Somos casi marionetas de nuestra risa y sombras de nuestras lágrimas y en el camino andamos intentando pasar desapercibidos, ausentes, sin dogmas. Invisibles.
Cuando era niña mi abuela, duelo oscuro, solía decirme que era pecado, porque mi nombre no tenía santa y yo la escuchaba y quería que se callara, pero a ella le divertía ver mi mirada cuando me decía que era pecado y le gustaba repetirlo hasta que yo huía de su lado y me escondía en la carbonera, donde todo era negro y pecado.
Luego sin más, decidí olvidar sus palabras y avancé en los días de mi vida sabiendo que mi nombre era pecado, porque no tenía santa, y bailé con el pecado hasta el amanecer y con el pecado me acosté y con él brindé y con él engañé con las más firmes verdades.
Y en nombre del pecado sucumbí y me levanté y me traicioné y me decepcioné. Y también amé.
El pasado viernes una mujer me dijo: “Hoy es tu santo, felicidades”. Me detuve y le respondí: “No tengo santa. Mi abuela me decía que no tenía santa”. Ella me hizo acercarme hasta su mesa y señalando la fecha, 27 de enero, susurró: “Sí.
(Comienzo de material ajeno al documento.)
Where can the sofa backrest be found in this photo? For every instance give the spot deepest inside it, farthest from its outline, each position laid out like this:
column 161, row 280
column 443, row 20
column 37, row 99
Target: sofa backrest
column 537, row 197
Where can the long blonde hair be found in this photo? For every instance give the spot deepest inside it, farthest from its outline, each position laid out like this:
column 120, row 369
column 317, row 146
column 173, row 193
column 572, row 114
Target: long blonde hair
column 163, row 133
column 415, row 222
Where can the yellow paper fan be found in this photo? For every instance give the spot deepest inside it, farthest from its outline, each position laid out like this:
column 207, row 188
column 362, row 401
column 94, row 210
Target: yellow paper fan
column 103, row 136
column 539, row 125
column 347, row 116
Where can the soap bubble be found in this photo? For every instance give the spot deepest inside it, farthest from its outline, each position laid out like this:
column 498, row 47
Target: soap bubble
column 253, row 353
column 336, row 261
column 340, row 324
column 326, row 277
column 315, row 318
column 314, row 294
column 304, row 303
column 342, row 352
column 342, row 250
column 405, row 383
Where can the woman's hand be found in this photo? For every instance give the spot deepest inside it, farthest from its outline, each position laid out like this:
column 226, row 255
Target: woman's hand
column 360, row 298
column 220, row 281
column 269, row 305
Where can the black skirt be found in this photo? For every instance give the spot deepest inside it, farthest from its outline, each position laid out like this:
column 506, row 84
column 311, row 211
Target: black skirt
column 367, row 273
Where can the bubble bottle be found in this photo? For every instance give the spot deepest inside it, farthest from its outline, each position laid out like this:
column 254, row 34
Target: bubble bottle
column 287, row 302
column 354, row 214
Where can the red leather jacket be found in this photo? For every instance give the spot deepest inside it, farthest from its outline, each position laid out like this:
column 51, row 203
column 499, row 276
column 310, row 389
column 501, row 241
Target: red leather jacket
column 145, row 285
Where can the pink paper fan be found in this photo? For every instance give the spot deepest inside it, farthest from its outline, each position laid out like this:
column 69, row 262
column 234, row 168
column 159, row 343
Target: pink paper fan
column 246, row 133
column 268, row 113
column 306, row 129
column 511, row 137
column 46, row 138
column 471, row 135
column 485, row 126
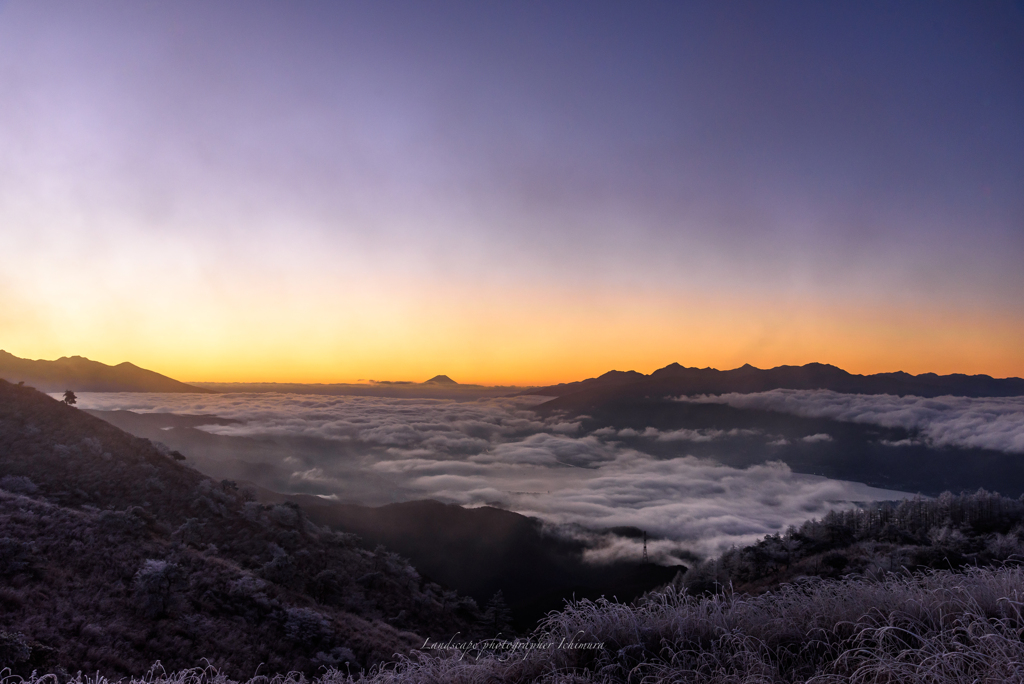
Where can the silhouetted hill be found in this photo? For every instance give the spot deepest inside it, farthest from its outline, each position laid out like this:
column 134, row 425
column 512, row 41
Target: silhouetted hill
column 480, row 551
column 440, row 380
column 676, row 380
column 81, row 375
column 114, row 554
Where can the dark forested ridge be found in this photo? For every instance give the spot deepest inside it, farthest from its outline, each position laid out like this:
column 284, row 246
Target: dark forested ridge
column 947, row 532
column 81, row 375
column 114, row 554
column 676, row 380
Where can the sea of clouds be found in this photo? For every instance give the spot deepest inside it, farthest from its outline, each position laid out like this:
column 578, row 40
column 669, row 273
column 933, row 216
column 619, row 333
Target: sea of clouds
column 995, row 423
column 498, row 452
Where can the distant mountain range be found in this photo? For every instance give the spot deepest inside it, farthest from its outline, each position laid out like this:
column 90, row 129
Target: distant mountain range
column 676, row 380
column 81, row 375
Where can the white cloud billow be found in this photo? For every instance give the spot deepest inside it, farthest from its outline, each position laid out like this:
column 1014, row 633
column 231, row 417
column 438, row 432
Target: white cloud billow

Santa Ángela de Mérici”.
Le sonreí y le di las gracias y salí de aquel espacio pensando que mi abuela siempre supo que tenía santa, pero a su manera de mujer de La Almolda quería que fuera fuerte, quizá como ella, y yo solo era una niña que todo lo observaba desde una realidad con palabras oscuras que retumbaban en mi pequeño cuerpo y se deslizaban hasta mis tobillos como gotas de agua negra, aterciopeladas, que navegaban entre tu duda y mi quizá.
Cuando aquella mujer pronunció el pasado viernes esas palabras, nació otra realidad, y ahora ya no sé qué hacer con mi pecado ni qué hará él conmigo.
Así que vuelvo a la carbonera de mi infancia y las lágrimas negras y silenciosas son el rubor de un parpadeo y me sumerjo de nuevo en el pecado de un nombre sin santo.
Y a ella, a la que puso santa a mi nombre, le doy las gracias y disculpas porque yo no conozco su nombre.